Why Healthy NY Costs Less than Traditional Health Insurance Plans
Many employers have found themselves pondering why the Healthy New York insurance policy costs less than traditional insurance plans. The answer to the question is not why, but rather how. The Healthy New York insurance plan does not cover numerous unnecessary benefits that are characteristic of traditional policies. The Healthy NY plan denies coverage of mental health, home health care, chiropractors, and treatment for alcohol and substance abuse. The denial of these treatments results in lower premiums when compared to conventional policies. Along with the denial of certain treatments, Healthy NY also has higher deductibles and cost sharing in comparison with these traditional polices.
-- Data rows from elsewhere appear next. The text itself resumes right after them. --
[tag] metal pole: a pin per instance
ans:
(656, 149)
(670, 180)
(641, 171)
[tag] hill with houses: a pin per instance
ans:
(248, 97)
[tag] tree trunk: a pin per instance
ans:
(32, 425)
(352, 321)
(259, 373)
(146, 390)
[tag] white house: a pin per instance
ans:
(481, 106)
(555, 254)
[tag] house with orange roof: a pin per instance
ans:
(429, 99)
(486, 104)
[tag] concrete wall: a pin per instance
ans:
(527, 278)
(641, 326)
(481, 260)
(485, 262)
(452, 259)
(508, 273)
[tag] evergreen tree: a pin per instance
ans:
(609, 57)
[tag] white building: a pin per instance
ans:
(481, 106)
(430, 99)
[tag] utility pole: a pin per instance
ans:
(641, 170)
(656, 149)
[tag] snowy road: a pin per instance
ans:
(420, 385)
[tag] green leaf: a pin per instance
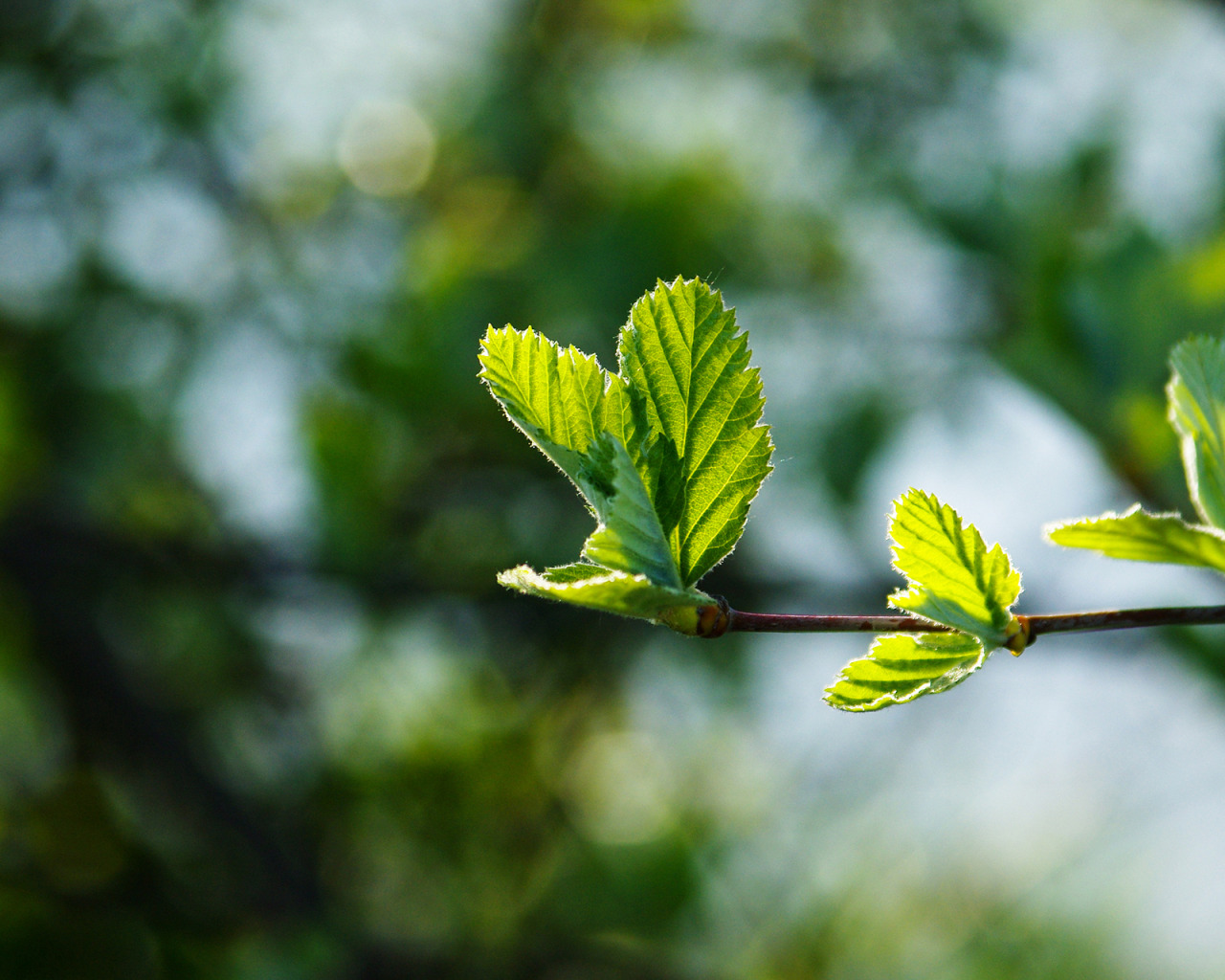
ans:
(612, 591)
(629, 538)
(1140, 536)
(953, 578)
(701, 402)
(902, 666)
(1197, 412)
(560, 398)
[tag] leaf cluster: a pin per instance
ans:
(670, 451)
(668, 454)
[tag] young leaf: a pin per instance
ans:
(612, 591)
(1145, 537)
(1197, 412)
(682, 353)
(902, 666)
(561, 399)
(629, 537)
(953, 578)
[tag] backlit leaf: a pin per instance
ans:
(560, 398)
(953, 577)
(1197, 412)
(612, 591)
(629, 538)
(705, 454)
(902, 666)
(1138, 536)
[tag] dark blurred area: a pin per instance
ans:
(263, 709)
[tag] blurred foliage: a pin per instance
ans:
(263, 711)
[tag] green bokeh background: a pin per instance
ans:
(263, 709)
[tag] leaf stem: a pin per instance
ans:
(1064, 622)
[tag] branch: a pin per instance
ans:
(717, 621)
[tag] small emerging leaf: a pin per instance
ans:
(1197, 412)
(902, 666)
(612, 591)
(1138, 536)
(683, 354)
(954, 580)
(561, 399)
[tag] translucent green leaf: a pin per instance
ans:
(953, 578)
(902, 666)
(1197, 412)
(629, 538)
(1138, 536)
(705, 454)
(612, 591)
(560, 398)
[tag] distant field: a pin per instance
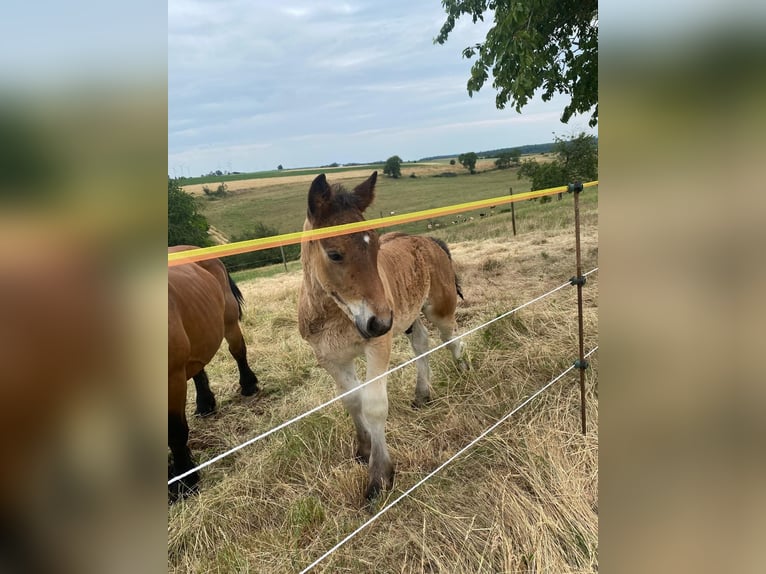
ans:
(281, 203)
(523, 499)
(193, 181)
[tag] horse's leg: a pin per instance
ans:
(375, 412)
(346, 379)
(205, 397)
(248, 382)
(446, 326)
(418, 337)
(178, 436)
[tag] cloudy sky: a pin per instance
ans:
(255, 84)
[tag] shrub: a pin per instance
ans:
(262, 257)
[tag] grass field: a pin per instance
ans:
(525, 499)
(282, 204)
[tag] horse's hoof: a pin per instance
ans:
(183, 488)
(248, 390)
(373, 491)
(361, 457)
(420, 402)
(205, 411)
(379, 484)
This characteristic decreases the demand for unneeded medical care and shifts the majority of the costs to those in need of the care. Along the same lines, Healthy NY also has an in-network requirement and services are only covered when conducted by a physician in the network of certified providers. This essentially drives down the rate of increase in the price of premiums for all the enrollees and decreases the chances of insurance abuse or fraud. The Healthy NY plan also has a stop-loss provision which covers up to 90% of annual claims for any individual with costs at $100,000 or less. This reassures carriers that any individual’s medical costs will be paid and results in a lower premium for all participants in the Healthy New York plan. By centering the Healthy NY plan on the concerns of those insurances carriers, it has in effect lowered the price for all participants and businesses. The goal of Healthy NY is not to make money off the participants, but rather to create an insurance plan that caters to the participants and carriers alike.